SALT LAKE CITY, Utah. — During the holiday weekend, aquatic invasive species technicians were hard at work. 

The Utah Division of Wildlife Resources (DWR), Utah State Parks, Arizona Game and Fish Department and the National Park Service all had a helping hand in preventing quagga mussel travel. 

According to DWR, statewide there were 19,025 boats inspected and 381 decontaminations. 

Quagga mussels originate from the Black Sea near the Ukraine. They came to the U.S. via transatlantic shipping vessels in the 1990s. After finding a home in the Great Lakes, they began to migrate west via the Mississippi and Ohio rivers- eventually finding their way to western reservoirs like Lake Powell, Mead, and Havasu. 

“We need public support and compliance,” said DWR Aquatic Invasive Species Sgt. Krystal Tucker. “Individuals with any watercraft who are traveling past an open inspection station are required to stop so our technicians can conduct an inspection. Our goal is to stop the spread of invasive mussels in order to protect Utah’s waters.”

The aquatic invasive species program is based on prevention and containment. Lake Powell is already infested, therefore the goal is to avert that from happening at other bodies of water in Utah, Colorado, Arizona, etc. Female quagga mussels can produce over a million eggs in one year. They can be of harm to the infrastructure of all types- including water lines and delivery systems. They can damage boat engines by sneaking in through the cooling system. Additionally, by eating a lot of phytoplankton, they alter the food web and create risk for a bottom-up extinction event.

Quagga Mussels.

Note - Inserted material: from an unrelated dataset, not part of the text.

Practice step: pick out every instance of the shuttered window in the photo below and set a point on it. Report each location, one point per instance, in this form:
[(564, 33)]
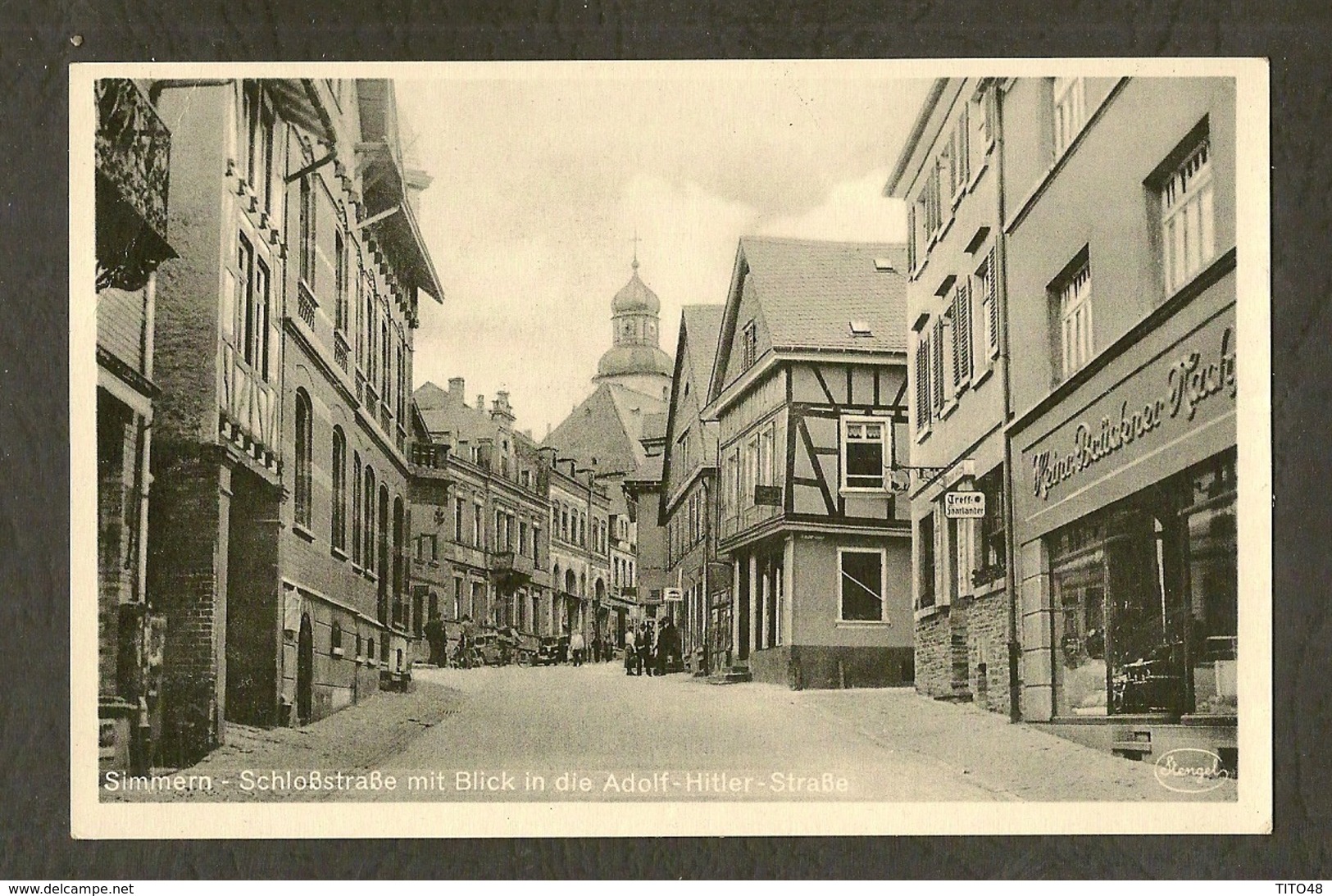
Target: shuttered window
[(962, 336), (922, 381), (987, 294), (937, 365)]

Photo: Utah Division of Wildlife Resources

Quaggas, along with the zebra mussel (which is also in Lake Powell), are the only freshwater mussels on the continent with a byssus, an external organ that consists of many glue-like threads that are incredibly durable. These byssal threads are what allow quaggas to attach to boats and travel to different bodies of water.

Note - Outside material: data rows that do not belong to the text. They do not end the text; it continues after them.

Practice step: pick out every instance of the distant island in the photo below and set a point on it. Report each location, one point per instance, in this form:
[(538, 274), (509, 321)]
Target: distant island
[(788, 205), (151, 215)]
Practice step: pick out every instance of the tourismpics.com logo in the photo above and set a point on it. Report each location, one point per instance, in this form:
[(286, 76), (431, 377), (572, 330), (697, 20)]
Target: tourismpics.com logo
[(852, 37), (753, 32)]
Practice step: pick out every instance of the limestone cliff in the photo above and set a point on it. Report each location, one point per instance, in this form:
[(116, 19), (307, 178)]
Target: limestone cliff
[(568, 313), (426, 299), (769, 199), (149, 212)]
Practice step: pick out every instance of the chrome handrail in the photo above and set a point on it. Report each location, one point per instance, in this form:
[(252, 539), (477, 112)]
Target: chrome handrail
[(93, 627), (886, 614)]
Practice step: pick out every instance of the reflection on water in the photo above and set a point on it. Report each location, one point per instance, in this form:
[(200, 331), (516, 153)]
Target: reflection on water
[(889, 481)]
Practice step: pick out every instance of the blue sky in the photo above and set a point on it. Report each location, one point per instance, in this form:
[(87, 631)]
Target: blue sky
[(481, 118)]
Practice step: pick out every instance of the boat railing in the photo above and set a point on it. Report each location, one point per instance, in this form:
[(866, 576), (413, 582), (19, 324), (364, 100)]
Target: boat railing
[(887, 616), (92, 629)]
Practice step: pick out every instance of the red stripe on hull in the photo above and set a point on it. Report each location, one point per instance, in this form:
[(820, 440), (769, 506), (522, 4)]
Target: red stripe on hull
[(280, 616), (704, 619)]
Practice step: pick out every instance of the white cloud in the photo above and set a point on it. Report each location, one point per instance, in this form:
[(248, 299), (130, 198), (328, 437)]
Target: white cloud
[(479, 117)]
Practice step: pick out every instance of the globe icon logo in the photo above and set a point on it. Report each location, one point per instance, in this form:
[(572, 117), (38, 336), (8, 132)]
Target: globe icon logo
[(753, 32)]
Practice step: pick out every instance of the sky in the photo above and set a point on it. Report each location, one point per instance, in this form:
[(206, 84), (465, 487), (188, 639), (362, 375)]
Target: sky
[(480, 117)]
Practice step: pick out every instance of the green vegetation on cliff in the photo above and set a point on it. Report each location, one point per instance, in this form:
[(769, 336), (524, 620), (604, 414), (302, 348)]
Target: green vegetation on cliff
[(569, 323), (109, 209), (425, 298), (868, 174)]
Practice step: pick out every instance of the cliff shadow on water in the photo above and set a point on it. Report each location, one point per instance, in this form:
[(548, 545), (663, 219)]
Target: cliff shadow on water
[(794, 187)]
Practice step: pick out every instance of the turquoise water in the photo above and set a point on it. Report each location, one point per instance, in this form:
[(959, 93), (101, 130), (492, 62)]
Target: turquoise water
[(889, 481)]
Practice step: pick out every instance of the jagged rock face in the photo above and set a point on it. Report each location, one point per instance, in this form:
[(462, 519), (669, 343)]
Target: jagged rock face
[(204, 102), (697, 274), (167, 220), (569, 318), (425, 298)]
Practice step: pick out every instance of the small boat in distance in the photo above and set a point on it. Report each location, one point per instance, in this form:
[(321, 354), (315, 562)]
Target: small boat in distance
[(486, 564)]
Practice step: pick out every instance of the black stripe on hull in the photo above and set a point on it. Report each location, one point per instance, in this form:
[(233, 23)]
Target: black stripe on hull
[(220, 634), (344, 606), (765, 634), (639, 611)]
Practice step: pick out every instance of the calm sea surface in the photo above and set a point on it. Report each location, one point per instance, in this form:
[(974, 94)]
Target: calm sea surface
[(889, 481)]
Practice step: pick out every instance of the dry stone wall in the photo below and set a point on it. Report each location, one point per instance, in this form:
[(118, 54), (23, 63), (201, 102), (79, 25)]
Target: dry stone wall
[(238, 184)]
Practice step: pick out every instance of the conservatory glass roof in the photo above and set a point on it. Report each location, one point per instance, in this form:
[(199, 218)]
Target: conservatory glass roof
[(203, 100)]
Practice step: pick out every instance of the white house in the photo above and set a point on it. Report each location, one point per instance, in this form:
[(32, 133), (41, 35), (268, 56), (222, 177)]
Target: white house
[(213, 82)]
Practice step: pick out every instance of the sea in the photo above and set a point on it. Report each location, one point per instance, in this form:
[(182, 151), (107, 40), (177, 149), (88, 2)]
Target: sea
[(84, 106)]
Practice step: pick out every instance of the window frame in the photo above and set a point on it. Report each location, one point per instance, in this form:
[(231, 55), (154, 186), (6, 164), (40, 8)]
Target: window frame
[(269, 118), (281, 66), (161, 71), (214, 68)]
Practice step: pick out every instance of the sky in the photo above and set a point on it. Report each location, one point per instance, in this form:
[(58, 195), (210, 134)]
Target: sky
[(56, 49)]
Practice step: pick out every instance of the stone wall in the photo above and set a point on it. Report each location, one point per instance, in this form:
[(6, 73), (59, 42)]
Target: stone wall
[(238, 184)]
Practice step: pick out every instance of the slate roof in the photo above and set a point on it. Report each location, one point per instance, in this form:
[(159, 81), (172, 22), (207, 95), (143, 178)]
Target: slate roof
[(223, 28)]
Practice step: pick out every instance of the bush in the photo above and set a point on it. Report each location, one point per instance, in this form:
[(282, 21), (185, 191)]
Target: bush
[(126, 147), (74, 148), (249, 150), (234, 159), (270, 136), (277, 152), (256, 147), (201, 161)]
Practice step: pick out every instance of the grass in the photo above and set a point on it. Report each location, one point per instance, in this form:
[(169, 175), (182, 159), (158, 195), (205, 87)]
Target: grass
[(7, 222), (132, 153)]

“The new dip tank has been used for roughly half of the decontaminations at Lake Powell and has been invaluable for more quickly and efficiently cleaning the boats with more complex systems,” said DWR Aquatic Invasive Species Sgt. Micah Evans. 

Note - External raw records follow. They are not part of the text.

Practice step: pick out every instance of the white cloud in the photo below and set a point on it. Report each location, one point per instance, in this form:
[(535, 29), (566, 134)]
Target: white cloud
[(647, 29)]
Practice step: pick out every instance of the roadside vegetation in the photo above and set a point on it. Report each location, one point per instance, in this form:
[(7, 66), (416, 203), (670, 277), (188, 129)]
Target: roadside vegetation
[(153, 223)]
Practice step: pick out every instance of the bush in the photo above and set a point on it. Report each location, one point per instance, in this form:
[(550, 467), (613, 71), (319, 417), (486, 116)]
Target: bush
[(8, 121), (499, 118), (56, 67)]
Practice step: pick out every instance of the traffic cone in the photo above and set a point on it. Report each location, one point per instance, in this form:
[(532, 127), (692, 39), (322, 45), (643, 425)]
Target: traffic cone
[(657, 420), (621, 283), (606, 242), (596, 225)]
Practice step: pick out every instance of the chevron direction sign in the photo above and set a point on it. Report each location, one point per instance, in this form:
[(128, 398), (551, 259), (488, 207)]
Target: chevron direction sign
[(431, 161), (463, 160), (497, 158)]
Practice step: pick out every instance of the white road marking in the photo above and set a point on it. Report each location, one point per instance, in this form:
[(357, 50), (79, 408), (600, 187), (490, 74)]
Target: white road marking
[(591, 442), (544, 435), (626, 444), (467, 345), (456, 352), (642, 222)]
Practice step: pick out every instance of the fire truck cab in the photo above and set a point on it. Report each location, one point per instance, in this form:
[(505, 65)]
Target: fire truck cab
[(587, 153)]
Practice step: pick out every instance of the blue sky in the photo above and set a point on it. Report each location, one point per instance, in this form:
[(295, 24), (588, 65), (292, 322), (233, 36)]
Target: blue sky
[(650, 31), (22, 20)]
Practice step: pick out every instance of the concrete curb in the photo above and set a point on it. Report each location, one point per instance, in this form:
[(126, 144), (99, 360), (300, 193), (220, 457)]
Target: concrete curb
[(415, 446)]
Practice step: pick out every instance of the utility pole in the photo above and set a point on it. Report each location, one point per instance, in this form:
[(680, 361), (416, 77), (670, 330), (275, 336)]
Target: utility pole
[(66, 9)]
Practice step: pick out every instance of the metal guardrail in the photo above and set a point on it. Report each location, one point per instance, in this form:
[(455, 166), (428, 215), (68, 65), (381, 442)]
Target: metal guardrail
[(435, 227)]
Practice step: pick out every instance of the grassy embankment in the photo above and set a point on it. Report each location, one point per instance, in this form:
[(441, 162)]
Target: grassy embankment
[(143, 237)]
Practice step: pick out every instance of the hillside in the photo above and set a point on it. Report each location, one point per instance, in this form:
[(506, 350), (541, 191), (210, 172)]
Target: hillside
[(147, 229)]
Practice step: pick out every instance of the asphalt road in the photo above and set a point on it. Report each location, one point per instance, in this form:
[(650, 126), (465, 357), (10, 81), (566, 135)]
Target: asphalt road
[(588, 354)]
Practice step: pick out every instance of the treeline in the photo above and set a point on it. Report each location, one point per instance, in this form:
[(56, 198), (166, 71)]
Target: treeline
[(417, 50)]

A dip tank for decontamination of quagga mussels. Photo: Utah Division of Wildlife Resources

The dip tank for decontamination is located only in Wahweap on the southern side of Lake Powell. Members of Clean Wake LLC- the Salt Lake City contractor that built the dip tank- have confirmed that it is likely that Bullfrog will see one soon.

The tanks save quite a bit of time. For an average wake boat, it takes about 15 minutes, saving technicians about an hour. Hands-on decontaminations can take a long time with complex boats that have multiple drain wells.

“We want to remind people to be patient and to work with our staff at the inspection stations,” said Evans. “Our employees are doing a difficult job under extremely hot, harsh working conditions. Cooperating with them speeds up the process and makes things run more smoothly so you can get on and off the water more quickly.”

In Utah, there are over 40 inspection stations. You can visit the DWR website for the full list.